Different measures are available to evaluate presenteeism, including global measures and multi–item measures14. Global measures record a general perception of presenteeism using 1 or 2 single items, while multi-item measures use a number of questions, with a focus on one or multiple aspects of presenteeism [e.g., time management, physical demands, mental interpersonal and output demands — The Work Limitations Questionnaire (WLQ-2515)]. Global measures are particularly attractive as they are more feasible in large clinical studies with interests in many outcome domains. Despite increasing research on the clinimetric properties of these global measures for at-work productivity, several questions remain14. First, no data on test-retest reliability are available for the measures in an arthritis population, and comparative construct and concurrent validity is scarce16,17. Second, data on comparative validity are limited but needed when aiming to recommend a global measure for use in a rheumatic working population. Finally, whether the global measures are applicable to differing occupational classes is an important but unanswered question.

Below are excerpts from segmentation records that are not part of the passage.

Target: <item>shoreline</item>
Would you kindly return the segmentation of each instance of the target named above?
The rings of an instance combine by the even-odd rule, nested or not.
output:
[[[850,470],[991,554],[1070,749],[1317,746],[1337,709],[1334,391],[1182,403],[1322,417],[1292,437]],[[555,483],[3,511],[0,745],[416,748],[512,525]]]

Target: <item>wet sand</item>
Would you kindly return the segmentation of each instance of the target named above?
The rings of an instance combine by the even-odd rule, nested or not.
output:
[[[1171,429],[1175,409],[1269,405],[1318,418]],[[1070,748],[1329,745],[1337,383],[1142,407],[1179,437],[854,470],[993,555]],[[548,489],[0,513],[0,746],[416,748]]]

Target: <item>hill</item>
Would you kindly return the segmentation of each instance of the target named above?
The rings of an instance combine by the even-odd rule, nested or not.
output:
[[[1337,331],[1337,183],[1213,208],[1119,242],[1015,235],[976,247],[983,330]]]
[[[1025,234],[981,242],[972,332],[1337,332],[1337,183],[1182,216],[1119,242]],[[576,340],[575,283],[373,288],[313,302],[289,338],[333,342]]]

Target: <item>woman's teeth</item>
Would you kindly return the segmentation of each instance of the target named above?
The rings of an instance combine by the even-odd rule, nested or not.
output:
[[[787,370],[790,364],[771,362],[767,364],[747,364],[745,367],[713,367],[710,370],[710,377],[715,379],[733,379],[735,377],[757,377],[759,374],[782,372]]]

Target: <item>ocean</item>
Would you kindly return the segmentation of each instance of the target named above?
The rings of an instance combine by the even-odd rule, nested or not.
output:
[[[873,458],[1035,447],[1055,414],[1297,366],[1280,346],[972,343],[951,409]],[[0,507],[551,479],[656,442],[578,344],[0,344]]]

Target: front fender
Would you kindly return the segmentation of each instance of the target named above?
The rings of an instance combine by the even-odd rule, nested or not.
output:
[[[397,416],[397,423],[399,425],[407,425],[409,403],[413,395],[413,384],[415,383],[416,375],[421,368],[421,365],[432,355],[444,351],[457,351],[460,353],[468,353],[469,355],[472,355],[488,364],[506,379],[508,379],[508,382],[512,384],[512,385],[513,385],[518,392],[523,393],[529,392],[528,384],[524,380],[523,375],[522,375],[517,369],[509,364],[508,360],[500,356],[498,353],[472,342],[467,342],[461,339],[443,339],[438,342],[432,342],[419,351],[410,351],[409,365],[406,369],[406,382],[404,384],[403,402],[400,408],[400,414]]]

Our aim was to investigate test-rest reliability of 5 global measures in patients with IA and OA including the Work Productivity Scale–Rheumatoid Arthritis (WPS-RA), Work Productivity and Activity Impairment Questionnaire (WPAI), Work Ability Index (WAI), Quality and Quantity questionnaire (QQ), and the WHO Health and Performance Questionnaire (HPQ); and to compare the association between these measures with each other and with general well-being to determine whether the data between the scales are interchangeable. The 5 global measures at the center of investigation were chosen after a survey among researchers, patients, and clinicians with expertise in the field of worker productivity.
MATERIALS AND METHODS
Study population
Individuals with a physician diagnosis of IA (including RA, PsA, and AS) or OA were recruited for study via 1 outpatient rheumatology or orthopedic clinic from 7 participating countries (United Kingdom, Canada, The Netherlands, France, Sweden, Romania, and Italy). Patients had to be age ≥ 18 years, in paid full or part-time employment, and able to communicate verbally and in writing in the language of the participating country. The reliability data collected in this study were part of a larger study that applied cognitive debriefing to investigate the content validity of the measures, the results of which will be presented in a different report. Recruitment aimed at 10 participants per country, with an equal distribution of age, sex, manual/nonmanual jobs, and disease type. All patients provided written informed consent. Ethical approval was obtained from each participating center according to national ethical guidelines.
Data collection
The following 5 global measures were selected after a survey among researchers, rheumatologists, and patients14: WPAI18, WPS-RA19, WAI20, QQ21, and the HPQ22. All 5 global measures in this study use an 11-point visual analog scale (VAS) for scoring presenteeism. Characteristics of the global measures can be found in Table 1. The WPAI, WPS-RA, WAI, and HPQ presenteeism items were extracted from the large absenteeism and presenteeism questionnaires with permission from the developers. The HPQ can be summed to provide 2 scores: a ratio of presenteeism in comparison to co-workers, or a standalone single-item measure23. For this study, the single-item measure was used (question C of the 3 HPQ questions presented to study patients).
If available, translated global measures were used in each country, otherwise the measures were translated into the corresponding language of the participating country by a company specializing in translations in medicine (PharmaQuest Ltd.). Translations were conducted using cognitive debriefing interviews with 5 patient volunteers with rheumatic diseases for each language of interest24, and utilized a forward and backward translation methodology.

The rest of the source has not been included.